Seeking the input, approval and support of important stakeholders (i.e. the national health care council, health care providers e.g. physicians and nurses and funders of care i.e. health care insurers) for the proposal (Figure 1).
Formulating the standards for the quality of health care
The project was conducted between the period of September 2010 and April 2011. A content expert drafted a recommendation document defining the requirements for achieving a proper environment for achieving value based medical care in Curaçao. The content expert was a physician manager and educationalist, with a first hand experience of the health care delivery system of the island having trained and practiced in Curaçao. In the first stage of preparation, use was made of relevant reference documents, literature on organizational and health care development as well as the personal professional experience [5,24,26]. Between September and December of 2010, a draft describing the context/environment was developed highlighting the framework for competency-based training for trainee physicians and the continued professional development of practicing health care professionals. The aims and objectives were defined and important stakeholders for consultation during the process were identified.
Formulating the reform proposal
A comprehensive pathway for implementing and evaluating the various stages of the proposed recommendations was designed including a timeline for achieving the different steps involved in the process. The second stage of the process involved a qualitative analysis of the proposed standards and pathway aimed at addressing local requirements and testing the feasibility, acceptability and comprehensiveness of the recommendations among the stakeholders and supplementing any omissions found. For this purpose, twelve separate interviews were conducted in December 2010 with the Chief executive officer (CEO) of SEHOS and the CEO’s of 2 small surgical clinics (primarily short stay surgery e.g. ophthalmology and Ear Nose and throat) on the island (all physicians), the clinical directors of 3 specialty departments and the director of the department of epidemiology and biostatics in the St. Elisabeth Hospital, representatives of the two biggest health care insurers, the inspector general of the island’s health care inspectorate, a representative of the association of family physicians and with a delegate of the island’s health care council. The health care council of Curaçao comprised of representatives from the providers, consumers and funder organizations present on the island. Prior to each interview, the stakeholders received a copy of the draft proposal for critical evaluation and requested to provide written feedback on the feasibility, acceptability and comprehensiveness of the content in the proposal. All of the stakeholders provided written feedback on the proposal and also elaborated and clarified their responses in the face-to-face interview that followed. Between January and April 2011, all interviews (60 minutes duration) were conducted and the comments received were transcribed, analyzed and synthesized into the initial proposal (See Table 1). The comments were categorized as relating to a) Professional standards, b) Distribution of responsibilities, c) Accountability, or d) quality assurance and improvement.

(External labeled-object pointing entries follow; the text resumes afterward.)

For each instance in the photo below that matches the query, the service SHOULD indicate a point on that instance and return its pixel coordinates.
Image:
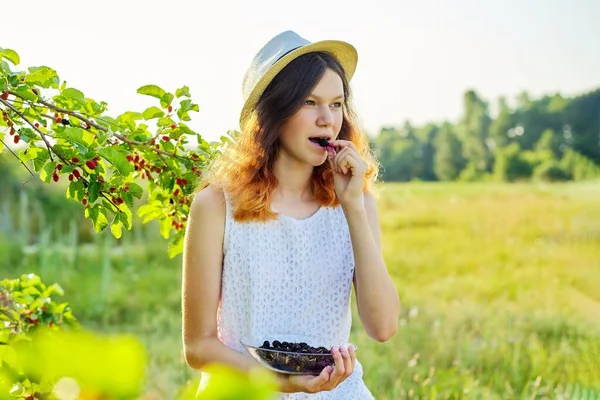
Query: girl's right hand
(330, 377)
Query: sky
(416, 58)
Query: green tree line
(552, 138)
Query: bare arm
(377, 298)
(201, 284)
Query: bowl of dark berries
(292, 355)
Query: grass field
(500, 289)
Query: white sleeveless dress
(290, 277)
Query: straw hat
(279, 52)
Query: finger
(344, 143)
(340, 160)
(348, 362)
(338, 371)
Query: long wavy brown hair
(244, 168)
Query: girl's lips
(330, 149)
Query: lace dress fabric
(290, 277)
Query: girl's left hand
(349, 171)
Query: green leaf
(10, 55)
(126, 216)
(166, 99)
(117, 159)
(151, 211)
(136, 190)
(175, 246)
(76, 190)
(116, 227)
(77, 135)
(43, 76)
(165, 227)
(129, 117)
(40, 159)
(182, 91)
(74, 94)
(30, 153)
(97, 214)
(46, 173)
(93, 191)
(25, 92)
(151, 90)
(152, 112)
(128, 199)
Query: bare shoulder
(206, 218)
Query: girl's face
(320, 116)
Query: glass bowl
(293, 355)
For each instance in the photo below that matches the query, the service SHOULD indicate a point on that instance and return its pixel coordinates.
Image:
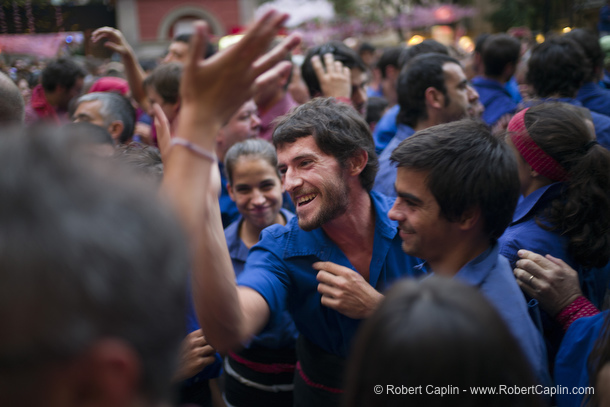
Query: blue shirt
(525, 233)
(386, 176)
(496, 99)
(571, 362)
(280, 268)
(491, 274)
(276, 336)
(385, 129)
(595, 98)
(513, 88)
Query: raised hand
(346, 291)
(547, 279)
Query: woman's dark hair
(255, 148)
(436, 333)
(580, 213)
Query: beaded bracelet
(201, 152)
(345, 100)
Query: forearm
(187, 182)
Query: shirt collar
(532, 202)
(475, 271)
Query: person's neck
(249, 233)
(465, 250)
(356, 227)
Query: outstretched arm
(211, 91)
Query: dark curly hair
(580, 212)
(556, 68)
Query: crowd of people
(234, 229)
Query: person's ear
(470, 218)
(116, 129)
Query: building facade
(149, 25)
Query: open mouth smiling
(305, 199)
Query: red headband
(540, 161)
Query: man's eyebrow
(297, 158)
(410, 197)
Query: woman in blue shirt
(565, 183)
(262, 373)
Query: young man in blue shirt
(457, 189)
(499, 56)
(328, 266)
(432, 89)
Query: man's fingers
(527, 289)
(330, 302)
(277, 54)
(316, 64)
(562, 264)
(198, 40)
(327, 278)
(535, 257)
(258, 37)
(273, 76)
(533, 263)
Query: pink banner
(42, 45)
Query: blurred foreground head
(443, 336)
(93, 276)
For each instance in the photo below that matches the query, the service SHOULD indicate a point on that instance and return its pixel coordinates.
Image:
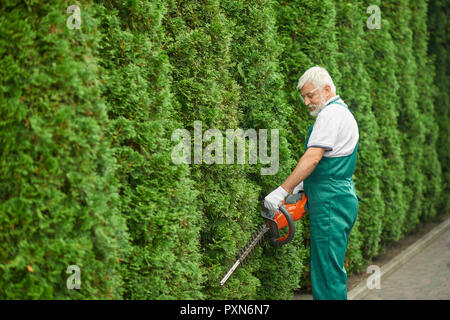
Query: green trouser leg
(333, 213)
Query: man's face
(313, 98)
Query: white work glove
(274, 199)
(298, 188)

Seeking approval and support of important stakeholders for the proposal
The last phase of the project involved seeking approval and acceptance of the final drafted proposal. Using the inputs we received from the participating stakeholders, a revised proposal was sent back to each of them for evaluation and approval. This resulted in a more inclusive recommendation that contained inputs from all of the stakeholders and a definite reference document [23].